El miércoles pensé volver a colgar en redes 'La leona', aquel artículo que le escribí en este periódico hace tiempo, pero sería un fraude porque aquella era una declaración de amor para entonces y hoy merece otra declaración de amor distinta, porque el amor nunca es igual. Lo fuerte es que, 27 años después, nos sigamos queriendo como adolescentes, pero así es. Para decirle que la quiero de una forma nueva tendría que aprender otro idioma, pero no es necesario porque todo en nuestra vida es nuevo, con lo que ello conlleva de desazón. Cada día nos levantamos y galopamos a lomos de un tigre enloquecido hasta que, llegada la noche, lo hemos fundido. Nuestra vida es tan bonita como agotadora. Solo con Carolina esto sería posible porque solo ella puede domar al tigre y a mí a la vez. Ella manda, templa y sopesa: Libra, es la balanza.
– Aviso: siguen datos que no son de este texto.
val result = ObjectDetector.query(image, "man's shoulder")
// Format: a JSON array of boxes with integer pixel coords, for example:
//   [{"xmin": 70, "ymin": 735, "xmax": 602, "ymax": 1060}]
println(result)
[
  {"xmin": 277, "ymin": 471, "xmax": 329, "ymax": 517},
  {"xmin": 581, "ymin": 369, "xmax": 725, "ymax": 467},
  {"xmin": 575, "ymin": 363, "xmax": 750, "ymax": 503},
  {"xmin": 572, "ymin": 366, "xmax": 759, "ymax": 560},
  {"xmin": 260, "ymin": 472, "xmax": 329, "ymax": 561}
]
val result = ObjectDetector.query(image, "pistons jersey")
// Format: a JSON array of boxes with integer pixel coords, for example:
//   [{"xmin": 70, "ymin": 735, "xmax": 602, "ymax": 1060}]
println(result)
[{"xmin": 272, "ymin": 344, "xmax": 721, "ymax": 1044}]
A veces esas cosas funcionan.
Volviendo al lugar donde transcurre la escena, hemos descorchado una botella de vino y estamos hablando de la vida, de cómo viene siendo, y nos da igual que fuera 'se acabe el mundo'. «Cuando el Cordero rompió el séptimo sello, hubo silencio en el cielo como por media hora» (Apocalipsis 8:1-4), es decir, hasta cuando llegue el fin del mundo habrá media hora de calma. Carolina y yo parecíamos estar en esa media hora previa al Armagedón.
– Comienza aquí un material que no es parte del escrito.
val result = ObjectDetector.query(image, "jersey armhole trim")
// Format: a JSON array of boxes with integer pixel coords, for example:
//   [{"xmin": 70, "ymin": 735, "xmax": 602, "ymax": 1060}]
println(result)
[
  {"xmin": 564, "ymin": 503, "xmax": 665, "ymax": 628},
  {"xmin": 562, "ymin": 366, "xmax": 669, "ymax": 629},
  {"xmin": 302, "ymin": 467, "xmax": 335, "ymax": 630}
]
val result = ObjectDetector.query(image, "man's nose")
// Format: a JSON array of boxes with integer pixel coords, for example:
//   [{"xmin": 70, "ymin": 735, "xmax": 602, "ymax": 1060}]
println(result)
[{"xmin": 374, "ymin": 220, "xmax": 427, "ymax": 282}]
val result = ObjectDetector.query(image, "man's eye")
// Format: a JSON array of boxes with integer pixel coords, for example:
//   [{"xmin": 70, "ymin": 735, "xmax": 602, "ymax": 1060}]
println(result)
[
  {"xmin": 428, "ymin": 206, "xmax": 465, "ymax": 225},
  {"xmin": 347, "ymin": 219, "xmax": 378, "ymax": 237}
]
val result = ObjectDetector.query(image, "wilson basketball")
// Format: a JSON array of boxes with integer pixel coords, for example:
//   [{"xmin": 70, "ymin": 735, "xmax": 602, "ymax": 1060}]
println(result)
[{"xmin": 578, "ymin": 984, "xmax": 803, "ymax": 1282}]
Todo el tiempo me vienen canciones mientras escribo esta columna que, probablemente, no interesará a nadie y, después de la cual, tal vez me echen del periódico por cursi, pero me acuerdo de una letra de Gabinete Caligari que decía «Mi cielito y yo en la suite nupcial / nos resbala el mundo entero, estamos como dios / mucho mejor, como dos», y es que en esa mesa del Morales la luz delimitaba el universo, no había nada más: no había 'Brexit', en Barcelona las calles eran tranquilas y el Mar Menor era aquel paraíso de mi infancia. En aquella mesa el tiempo suavizaba las arrugas de dentro y de fuera, y todo era cálido y suave. En aquella mesa el amor ocurría como ocurre en todas partes, pero era más necesario porque en tiempos tan feos lo bello brilla doblemente. Ojalá estén ustedes enamorados o encuentren el amor pronto. Si no, consuélense con la idea de que, a veces, pasan cosas buenas.